Title: Nocturne in Green and Gold
Author: Shannon/Raindrops on Roses
Disclaimer: This story is based on characters and situations created and owned by JK Rowling, various publishers including but not limited to Bloomsbury Books, Scholastic Books and Raincoast Books, and Warner Bros., Inc. No money is being made and no copyright or trademark infringement is intended.
1. A painting of a night scene.
2. An instrumental composition of a pensive, dreamy mood, especially one for the piano.
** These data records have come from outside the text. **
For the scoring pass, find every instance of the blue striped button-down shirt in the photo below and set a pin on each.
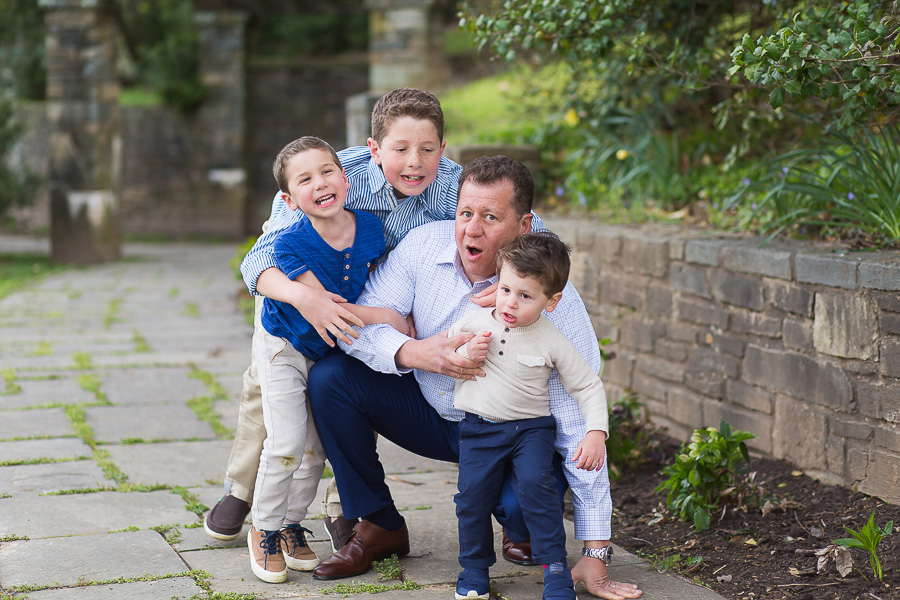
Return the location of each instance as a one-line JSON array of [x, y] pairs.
[[424, 276], [371, 192]]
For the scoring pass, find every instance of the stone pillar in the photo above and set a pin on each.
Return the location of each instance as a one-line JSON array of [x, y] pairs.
[[359, 117], [222, 119], [85, 132], [406, 45]]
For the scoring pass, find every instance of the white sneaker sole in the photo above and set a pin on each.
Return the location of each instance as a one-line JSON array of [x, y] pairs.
[[297, 564], [267, 576], [473, 595]]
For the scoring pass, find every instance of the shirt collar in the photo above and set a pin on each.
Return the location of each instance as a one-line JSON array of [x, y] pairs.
[[377, 180]]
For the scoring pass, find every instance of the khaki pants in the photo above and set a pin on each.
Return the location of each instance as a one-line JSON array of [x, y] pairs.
[[243, 464]]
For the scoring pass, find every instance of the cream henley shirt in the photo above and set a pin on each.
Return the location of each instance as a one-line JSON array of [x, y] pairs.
[[517, 369]]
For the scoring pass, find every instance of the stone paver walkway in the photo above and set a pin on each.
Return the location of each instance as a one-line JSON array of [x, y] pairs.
[[120, 388]]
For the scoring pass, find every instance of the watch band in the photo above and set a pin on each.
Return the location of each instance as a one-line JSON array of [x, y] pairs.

She sat up in bed and threw the covers aside. She could not sleep. Standing, she threw on her robe and silently crept out of the dormitory. Where she was headed, she did not know.
She hurried down the stairs and through the empty common room. The fire was banked, giving off a warm, dark red glow. She slipped out of the portrait hole, taking care not to wake the Fat Lady.
She walked to the end of the vast corridor. Left or right? Impulsively, she turned left, toward the Astronomy Tower.
Climbing the staircase to the top of the tower, she observed the portraits on the walls. Most were sleeping at this time of night, but a few greeted her wordlessly.
Stepping out onto the bare stones of the Astronomy Tower, she shivered. She wrapped her bright yellow robe around her and tucked her hands in her pockets. She leaned her head back to look at the stars. It was a clear winter night, and the heavens went on for eternity. Her normally bookish nature seemed to have gone on holiday; instead of picking out individual constellations, she simply enjoyed the star-spattered canvas of the sky.
"Good evening, Miss Granger," a low voice sounded behind her. She tensed, then forced herself to relax.
"Professor Snape," she nodded. "It's a beautiful night, isn't it?"
"Indeed. Tell me, Miss Granger, what is the Head Girl doing out of bed at," he paused, and she supposed he was checking his watch, "one forty-five in the morning?"
"Not awaiting a rendezvous, if that's what you're thinking, Professor," she said, lips turning up at the corners. "No student in her right mind would come up here for a romantic interlude. It's freezing."
"Five points for your cheek, Miss Granger," he said idly. They stood in silence, staring up at the stars.
"Have you ever wondered what it would be like to touch a star?" she asked.
"I assume it would be rather hot," he replied dryly.
She had no idea why she was speaking to him, of all people, like this, but she continued. "I used to dream that I climbed into the sky and pulled a star down for a keepsake. It always felt cold to the touch; cold and hard, like a diamond." She doubted he cared. Perhaps that was why it was so easy to speak like this.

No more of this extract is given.